I really enjoy reading Yegor’s blog. He brings quite interesting ideas regarding programming and business. But sometimes, the thoughts he shares there look a bit strange to me. I’m talking about one of the latest posts titled “Any Program Has an Unlimited Number of Bugs”.

I’m writing this in reply to Yegor’s points mentioned there. Please read them first. To focus on the key notes, let me quote the most sensitive part:

Let’s take this simple Java method that calculates a sum of two integers as an example:

int sum(int a, int b) {
  return a + b;
}

How about these bugs:

  • It doesn’t handle overflows
  • It doesn’t have any user documentation
  • Its design is not object-oriented
  • It doesn’t sum three or more numbers
  • It doesn’t sum double numbers
  • It doesn’t cast long to int automatically
  • It doesn’t skip execution if one argument is zero
  • It doesn’t cache results of previous calculations
  • There is no logging
  • Checkstyle would complain since arguments are not final

Well, the points highlighted above make me really uncertain about what really Yegor meant. And since he didn’t answer me in the commentary section, I will put my thoughts on that in my own blog.

Let’s look closer at some of them.

It doesn’t have any user documentation

The question is, do you really think we need documentation for sum function? What will you put there? I cannot guess nothing other than It adds two integers. So what the reason for having it in our code?

In a previous project, I had a teammate who was a fan of docstrings. Every module, a class or a method should have a docstring, he said. The code he wrote looked like a school composition. You could not ship your code without his comments something like “add docs here and there plz”.

Since our product was developing rapidly, we had to change the code all the time. Surely, we used to forget to update those docstrings because it took extra time. It was even worse because the docstrings didn’t tell the truth anymore. Nobody believed them as a result.

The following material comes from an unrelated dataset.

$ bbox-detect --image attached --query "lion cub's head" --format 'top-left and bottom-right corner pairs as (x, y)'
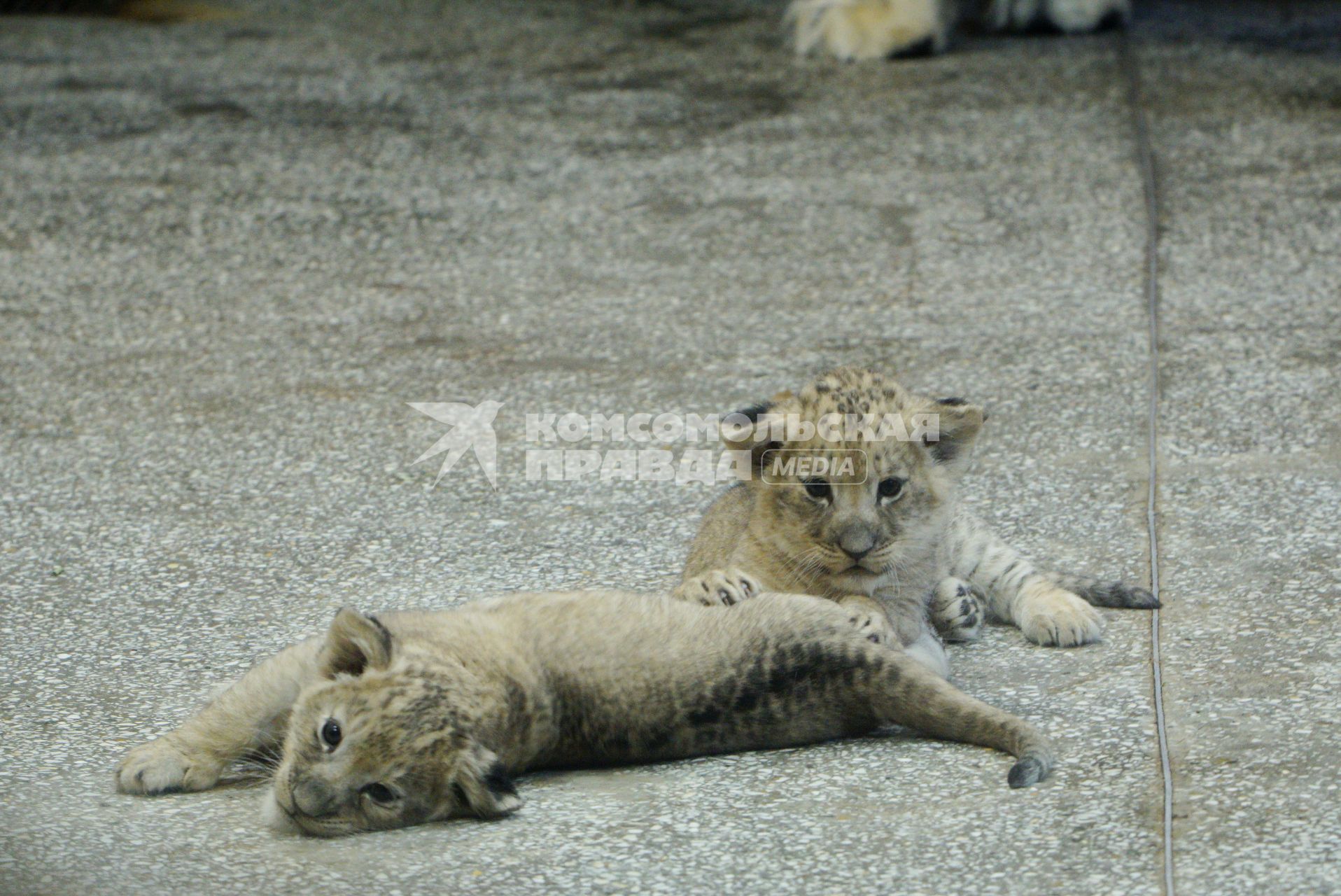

What we need sum documentation for? How should it look like? Who will read this documentation? A user? I doubt it. A programmer? Even programmers need not a machinery-generated HTML made of docstrings, but human-written manuals with examples and snippets.

When you open a particular GitHub project, what do you do first? Reading the code? No, you scroll down for README or click on Wiki link. Digging the source code is the last thing you would make if something works not well.

Let’s recall what does one say on DOOM III source code and ID Software code standards in general:

Code should be self-documenting. Comments should be avoided whenever possible. Comments duplicate work when both writing and reading code. If you need to comment something to make it understandable it should probably be rewritten.

Its design is not object-oriented

We all know Yegor is passionate by OOP. But really, naming a function buggy just because it’s non-OOP designed is not fair.

What would happen if we had an OOP version of sum function? I can imagine something messy like this:

Adder adder = new Adder();
adder.setA(1);
adder.setB(2);
Integer result = adder.getResult() // 3

We’ve got lot more problems here. The number of lines grew up from 1 to 4 (compare to add(1, 2)). In addition, now adder object also keeps it’s own state. How may I track whether .setA was called or not? What will happen if I forget to put .setB in my code? Will it get a Null value or an exception raised?

What will happen if I share adder object across multiple threads so they call setA, setB and getResult simultaneously? Nobody would predict the result.

Functional programming teaches us to avoid having state and keep the things simple. Having a small function without any state rather than manipulating with objects will pay off for sure.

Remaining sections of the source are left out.